[1] While staying with Archduke Franz Ferdinand of Austria, Duke Siegfried August in Bavaria met his host’s unmarried half-sister, Archduchess Maria Annunziata, he fell in love with her, and their engagement was to be announced in due course.
They would have made a comely couple, for the Princess had inherited much of the brilliance as well as good looks of her mother, the beloved Archduchess Maria Theresa, while Duke Siegfried was probably the best looking Prince of his house, a dashing cavalier, and one of the few scions of old world royalty and who had achieved distinction as a steeplechase rider.

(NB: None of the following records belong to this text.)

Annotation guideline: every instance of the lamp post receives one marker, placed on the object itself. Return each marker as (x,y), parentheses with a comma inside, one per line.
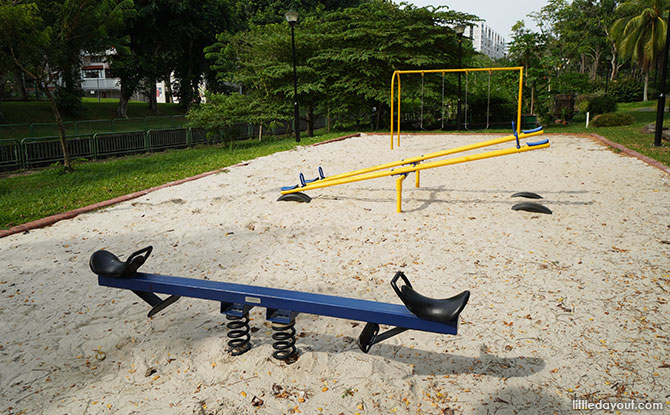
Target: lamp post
(459,29)
(292,18)
(607,75)
(658,134)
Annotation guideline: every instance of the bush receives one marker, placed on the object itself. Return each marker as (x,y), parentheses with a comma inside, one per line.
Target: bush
(601,105)
(626,90)
(612,119)
(69,102)
(582,102)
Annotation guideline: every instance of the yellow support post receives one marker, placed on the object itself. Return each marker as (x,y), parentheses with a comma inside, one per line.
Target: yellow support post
(438,163)
(392,119)
(436,154)
(398,110)
(443,71)
(398,193)
(518,115)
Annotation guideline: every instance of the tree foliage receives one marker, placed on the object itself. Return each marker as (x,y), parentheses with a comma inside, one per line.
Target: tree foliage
(345,58)
(45,40)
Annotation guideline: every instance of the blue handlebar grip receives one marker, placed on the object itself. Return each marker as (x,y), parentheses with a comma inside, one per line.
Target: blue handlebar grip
(534,130)
(285,188)
(538,143)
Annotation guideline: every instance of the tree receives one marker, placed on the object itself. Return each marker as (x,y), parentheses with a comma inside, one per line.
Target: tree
(345,58)
(38,37)
(640,32)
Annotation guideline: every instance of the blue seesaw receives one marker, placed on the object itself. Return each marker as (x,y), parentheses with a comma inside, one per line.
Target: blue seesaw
(282,306)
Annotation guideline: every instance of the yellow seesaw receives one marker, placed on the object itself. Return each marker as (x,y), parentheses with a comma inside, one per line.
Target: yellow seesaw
(295,193)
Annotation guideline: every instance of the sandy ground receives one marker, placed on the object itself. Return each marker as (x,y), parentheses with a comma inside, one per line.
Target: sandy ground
(567,306)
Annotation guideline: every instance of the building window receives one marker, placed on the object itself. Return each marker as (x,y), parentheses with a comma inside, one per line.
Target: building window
(91,73)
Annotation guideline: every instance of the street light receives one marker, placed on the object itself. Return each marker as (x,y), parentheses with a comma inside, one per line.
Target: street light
(459,29)
(607,75)
(658,134)
(292,18)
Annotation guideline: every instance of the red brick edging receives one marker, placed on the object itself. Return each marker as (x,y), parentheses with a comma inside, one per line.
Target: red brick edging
(629,152)
(50,220)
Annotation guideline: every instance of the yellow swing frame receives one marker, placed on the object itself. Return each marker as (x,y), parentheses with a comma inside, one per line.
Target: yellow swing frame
(397,74)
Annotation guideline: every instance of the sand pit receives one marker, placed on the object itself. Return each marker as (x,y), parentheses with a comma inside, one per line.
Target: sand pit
(567,306)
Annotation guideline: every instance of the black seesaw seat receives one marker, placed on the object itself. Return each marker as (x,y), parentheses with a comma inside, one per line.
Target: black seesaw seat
(282,306)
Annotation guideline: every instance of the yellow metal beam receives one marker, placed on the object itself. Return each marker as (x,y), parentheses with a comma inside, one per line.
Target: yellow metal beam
(442,153)
(396,74)
(408,169)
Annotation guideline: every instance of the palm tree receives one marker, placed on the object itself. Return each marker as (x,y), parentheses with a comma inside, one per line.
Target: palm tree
(640,33)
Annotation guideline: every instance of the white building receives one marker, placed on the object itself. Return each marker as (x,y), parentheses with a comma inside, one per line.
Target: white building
(98,80)
(486,41)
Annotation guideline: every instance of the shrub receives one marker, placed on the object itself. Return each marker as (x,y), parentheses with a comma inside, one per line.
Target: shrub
(626,90)
(612,119)
(582,101)
(601,105)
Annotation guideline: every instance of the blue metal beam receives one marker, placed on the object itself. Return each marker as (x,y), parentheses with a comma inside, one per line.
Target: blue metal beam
(278,299)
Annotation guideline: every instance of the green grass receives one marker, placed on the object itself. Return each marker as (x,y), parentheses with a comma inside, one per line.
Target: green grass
(96,117)
(20,112)
(627,135)
(27,197)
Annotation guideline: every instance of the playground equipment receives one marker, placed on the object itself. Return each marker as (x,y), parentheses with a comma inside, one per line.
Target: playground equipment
(403,167)
(282,306)
(396,75)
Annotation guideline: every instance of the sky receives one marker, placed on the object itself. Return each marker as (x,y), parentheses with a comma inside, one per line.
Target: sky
(500,15)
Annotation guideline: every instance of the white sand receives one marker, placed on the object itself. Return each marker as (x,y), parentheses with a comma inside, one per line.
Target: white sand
(567,306)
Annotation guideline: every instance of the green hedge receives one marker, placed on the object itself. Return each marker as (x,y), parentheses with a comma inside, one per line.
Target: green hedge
(612,119)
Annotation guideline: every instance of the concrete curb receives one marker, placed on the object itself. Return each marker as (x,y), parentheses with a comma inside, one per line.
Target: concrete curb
(629,152)
(50,220)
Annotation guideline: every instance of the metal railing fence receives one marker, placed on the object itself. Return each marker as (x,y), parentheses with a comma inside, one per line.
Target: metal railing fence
(30,152)
(20,131)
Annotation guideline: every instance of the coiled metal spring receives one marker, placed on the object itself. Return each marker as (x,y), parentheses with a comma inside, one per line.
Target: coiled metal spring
(238,333)
(284,337)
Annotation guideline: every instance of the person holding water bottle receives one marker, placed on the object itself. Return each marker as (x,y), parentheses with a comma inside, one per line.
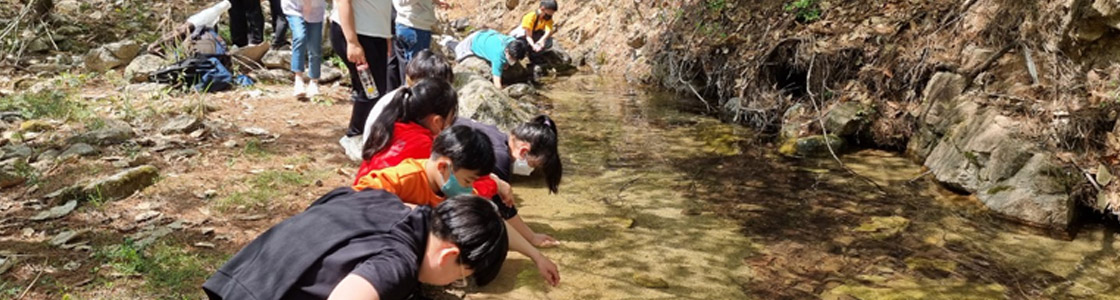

Two months later, in August 1902, the engagement was broken off by the Archduchess, owing to her sudden discovery of the stormy antecedents of her fiancé, which she had been ignorant of at the time when she had promised to become his wife.
The breaking off of the engagement was a matter which was arranged between the young people themselves, and that they had been deeply in love with each other was shown by the appeal immediately afterward by the Archduchess to the Emperor for permission to enter Holy Orders and to take the vows of a Benedictine nun, while the Duke became prey to melancholia, which in due course developed into insanity, rendering it necessary his confinement.
Each of the members of the order bears the honorary title of “Canoness,’ and the Queen Mother of Spain held the office of Abbess until her marriage to King Alfonso, drawing a stipend as such of $30,000 a year.